In a nutshell: The Alliance for Open Media will launch a new brand to promote a royalty-free audio-video experience on consumer hardware, something Google has already achieved with the recently adopted AV1 codec. Should Dolby worry about the new venture?

Google has a plan to compete with the most recent and popular standards for audio and video contents controlled by Dolby, and it is internally known as "Project Caviar." During a presentation held behind closed doors for hardware manufacturers, Caviar was described as a means to create a "healthier, broader ecosystem" for premium media experiences without royalties.

Project Caviar involves the already established Alliance for Open Media, a partnership between some of the most important technology and media companies (Amazon, Apple, Microsoft, Meta, Netflix, Nvidia, Samsung) and Google itself, promoting the adoption of open source and royalty-free audio-video codecs like AV1.
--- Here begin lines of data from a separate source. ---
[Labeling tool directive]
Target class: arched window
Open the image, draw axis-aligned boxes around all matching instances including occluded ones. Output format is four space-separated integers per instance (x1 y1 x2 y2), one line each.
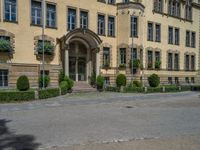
185 0 192 20
154 0 163 12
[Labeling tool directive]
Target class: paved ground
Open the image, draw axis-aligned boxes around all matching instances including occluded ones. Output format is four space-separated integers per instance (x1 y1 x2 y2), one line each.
0 92 200 150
Dolby was never mentioned during the confidential meeting, and yet Google seems to have targeted the San Francisco company and its proprietary technologies once more. Project Caviar should bring a free alternative to 3D spatial audio (ie Dolby Atmos) and Dolby's own HDR standard for color-rich visual experiences (Dolby Vision).
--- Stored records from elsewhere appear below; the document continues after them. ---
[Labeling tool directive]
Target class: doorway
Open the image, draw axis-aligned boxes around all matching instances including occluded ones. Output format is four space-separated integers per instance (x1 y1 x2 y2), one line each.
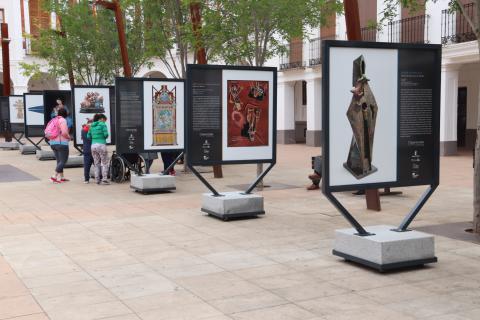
457 87 467 148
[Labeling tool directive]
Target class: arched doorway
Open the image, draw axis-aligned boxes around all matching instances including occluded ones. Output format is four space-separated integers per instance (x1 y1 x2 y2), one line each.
27 74 58 92
143 71 167 79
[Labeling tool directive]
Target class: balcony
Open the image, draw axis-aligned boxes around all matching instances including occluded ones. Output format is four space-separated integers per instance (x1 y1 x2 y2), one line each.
279 40 306 71
361 26 377 42
388 15 430 43
308 36 336 67
441 2 478 45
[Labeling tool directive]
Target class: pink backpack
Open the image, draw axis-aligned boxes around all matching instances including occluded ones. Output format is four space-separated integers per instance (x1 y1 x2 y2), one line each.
45 117 61 140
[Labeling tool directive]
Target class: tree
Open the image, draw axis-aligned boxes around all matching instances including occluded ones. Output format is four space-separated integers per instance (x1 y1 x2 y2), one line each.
202 0 343 67
21 0 154 86
383 0 480 232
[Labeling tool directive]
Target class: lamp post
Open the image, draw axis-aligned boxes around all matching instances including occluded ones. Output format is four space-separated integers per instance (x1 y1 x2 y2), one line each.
343 0 381 211
95 0 132 77
190 2 223 178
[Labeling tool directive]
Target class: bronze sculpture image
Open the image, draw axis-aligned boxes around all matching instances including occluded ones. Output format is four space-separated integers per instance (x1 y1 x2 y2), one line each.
343 55 378 179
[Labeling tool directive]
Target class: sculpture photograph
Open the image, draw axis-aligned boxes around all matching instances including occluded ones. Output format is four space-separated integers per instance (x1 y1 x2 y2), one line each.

Dolby Atmos and Dolby Vision have essentially become the standard for high-end media consumption, either via a streaming service like Netflix or in the home video niche with Blu-ray releases and home theater devices. The final price of each one of these products includes a fee companies pay to Dolby, to include next-gen surround sound and high-dynamic range colors in their content.

Project Caviar strives to cut down the aforementioned fees, while winning support from hardware manufacturers at the same time. Thanks to its YouTube ubiquitous video streaming service, Google has already achieved excellent results in this area with widespread hardware support for the AV1 video codec, and now the company plans to try again with Dolby's most recent tech.

Unlike AV1 and the "codec wars" of the past years, however, this time there seems to be no talk about a brand-new audio or video technology: Project Caviar would adopt already existing codecs for both HDR and surround sound content while bringing a new, consumer-recognizable brand on the market at the same time.